When I'm delegating work to threads I often have a piece of data that will outlive all of the threads, such as numbers
in the following example:
use std::thread;
fn main() {
let numbers = vec![1, 2, 3];
let thread_a = thread::spawn(|| println!("{}", numbers.len()));
let thread_b = thread::spawn(|| println!("{}", numbers.len()));
thread_a.join().unwrap();
thread_b.join().unwrap();
}
It's not modified anywhere, and because of the join
s, it's guaranteed that the threads are done using it.

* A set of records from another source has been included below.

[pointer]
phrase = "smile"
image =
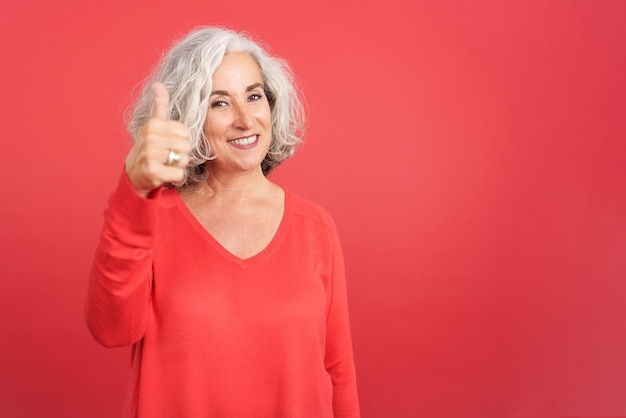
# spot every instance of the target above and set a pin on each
(244, 141)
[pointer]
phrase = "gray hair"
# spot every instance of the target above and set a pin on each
(187, 71)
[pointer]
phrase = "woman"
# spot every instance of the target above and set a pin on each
(230, 289)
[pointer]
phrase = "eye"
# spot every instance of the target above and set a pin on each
(218, 103)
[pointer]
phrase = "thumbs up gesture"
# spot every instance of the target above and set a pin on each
(161, 150)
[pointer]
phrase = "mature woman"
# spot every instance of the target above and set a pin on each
(230, 289)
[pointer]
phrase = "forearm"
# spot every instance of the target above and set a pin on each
(120, 280)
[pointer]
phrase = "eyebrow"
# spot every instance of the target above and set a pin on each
(250, 87)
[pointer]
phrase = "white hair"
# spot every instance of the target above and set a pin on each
(187, 71)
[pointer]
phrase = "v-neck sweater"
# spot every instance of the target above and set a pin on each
(214, 335)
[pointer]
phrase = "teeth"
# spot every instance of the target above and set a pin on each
(244, 141)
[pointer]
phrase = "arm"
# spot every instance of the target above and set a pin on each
(339, 358)
(120, 280)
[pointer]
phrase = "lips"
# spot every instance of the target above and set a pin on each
(244, 142)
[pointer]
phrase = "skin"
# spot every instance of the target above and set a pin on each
(237, 205)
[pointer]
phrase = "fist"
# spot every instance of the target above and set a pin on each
(161, 150)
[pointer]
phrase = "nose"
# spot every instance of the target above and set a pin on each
(243, 119)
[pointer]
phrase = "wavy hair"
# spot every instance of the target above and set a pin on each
(187, 71)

However, Rust's borrow checker is not able to tell:
error[E0373]: closure may outlive the current function, but it borrows `numbers`, which is owned by the current function
--> src/main.rs:6:34
|
6 | let thread_a = thread::spawn(|| println!("{}", numbers.len()));
| ^^ ------- `numbers` is borrowed here
| |
| may outlive borrowed value `numbers`
|
note: function requires argument type to outlive `'static`
--> src/main.rs:6:20
|
6 | let thread_a = thread::spawn(|| println!("{}", numbers.len()));
| ^^^^^^^^^^^^^^^^^^^^^^^^^^^^^^^^^^^^^^^^^^^^^^^
help: to force the closure to take ownership of `numbers` (and any other referenced variables), use the `move` keyword
|
6 | let thread_a = thread::spawn(move || println!("{}", numbers.len()));
| ^^^^^^^
The solutions I've seen so far all involve cloning the piece of data (or cloning an Arc
of the data). Is it possible to do it without any cloning, though?